Whole-body magnetic resonance imaging (WB-MRI) in oncology: an Italian survey
- Authors: Albano D.; Stecco A.; Micci G.; Sconfienza L.M.; Colagrande S.; Reginelli A.; Grassi R.; Carriero A.; Midiri M.; Lagalla R.; Galia M.
- Publication year: 2021
- Type: Articolo in rivista
- OA Link: http://hdl.handle.net/10447/511351
Purpose: To perform a survey among all members of the Italian Society of Medical and Interventional Radiology (SIRM) to assess how whole-body MRI (WB-MRI) is performed in oncologic patients in Italy. Methods: On March 2019, we administered an online poll to all SIRM members about their use of WB-MRI in 2018 asking 15 questions regarding oncologic indications, imaging protocol, use of contrast media, experience in WB-MRI, duration of scan time and reporting time. Results: Forty-eight members participated to the survey. WB-MRIs/total MRIs ratio was 1%. Lymphoma was the most common indication (17/48, 35%), followed by myeloma and prostate cancer, with these three tumors representing the most common indication in 39/48 of cases (81%). WB-MRI acquisition time and reporting time were 46–60 min in 22/48 centers (46%) and 20–30 min in 19/48 (40%), respectively. WB-MRIs were mostly performed in 1.5T scanners (43/48, 90%), with surface coils (22/48, 46%) being preferred to Q-body (15/48, 31%) and integrated coils (11/48, 23%). Contrast media were injected in 22/48 of the centers (46%), mainly used for breast cancer (13/22, 59%). DWI was the most used sequence (45/48, 94%), mostly with b800 (27/48, 56%), b0 (24/48, 50%) and b1000 (20/48, 42%) values.

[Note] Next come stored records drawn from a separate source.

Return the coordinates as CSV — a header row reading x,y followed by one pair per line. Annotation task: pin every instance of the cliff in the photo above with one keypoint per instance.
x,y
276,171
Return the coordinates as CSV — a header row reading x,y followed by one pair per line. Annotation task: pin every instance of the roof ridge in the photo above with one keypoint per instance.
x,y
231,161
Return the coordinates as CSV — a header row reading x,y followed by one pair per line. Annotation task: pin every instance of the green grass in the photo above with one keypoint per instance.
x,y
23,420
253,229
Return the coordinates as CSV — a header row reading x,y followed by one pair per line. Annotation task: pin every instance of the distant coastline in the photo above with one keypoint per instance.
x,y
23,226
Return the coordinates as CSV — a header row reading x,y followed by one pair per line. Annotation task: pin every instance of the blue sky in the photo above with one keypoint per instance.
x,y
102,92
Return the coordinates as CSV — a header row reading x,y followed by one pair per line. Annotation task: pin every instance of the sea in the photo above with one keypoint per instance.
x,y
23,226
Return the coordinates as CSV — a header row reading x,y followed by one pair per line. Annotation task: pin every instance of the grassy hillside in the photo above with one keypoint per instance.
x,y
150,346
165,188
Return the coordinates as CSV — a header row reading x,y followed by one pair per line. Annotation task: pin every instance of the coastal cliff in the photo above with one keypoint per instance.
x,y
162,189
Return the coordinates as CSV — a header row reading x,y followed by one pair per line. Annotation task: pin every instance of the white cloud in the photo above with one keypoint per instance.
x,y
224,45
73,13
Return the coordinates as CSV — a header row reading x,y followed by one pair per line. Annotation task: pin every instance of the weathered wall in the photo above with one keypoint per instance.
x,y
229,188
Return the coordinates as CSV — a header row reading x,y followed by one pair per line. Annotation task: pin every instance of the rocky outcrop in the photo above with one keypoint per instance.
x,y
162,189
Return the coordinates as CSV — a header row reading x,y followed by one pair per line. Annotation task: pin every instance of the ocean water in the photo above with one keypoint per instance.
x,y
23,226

In about half of cases, radiologists started evaluating WB-MRI non-contrast morphologic sequences, then checking DWI and post-contrast images. Conclusion: WB-MRI was mainly performed at 1.5T unit, with lymphoma, myeloma and prostate cancer having been the most common indications. The extreme variability in the choice of imaging protocols and use of contrast agents demonstrates the need of a standardization of WB-MRI application in clinical practice.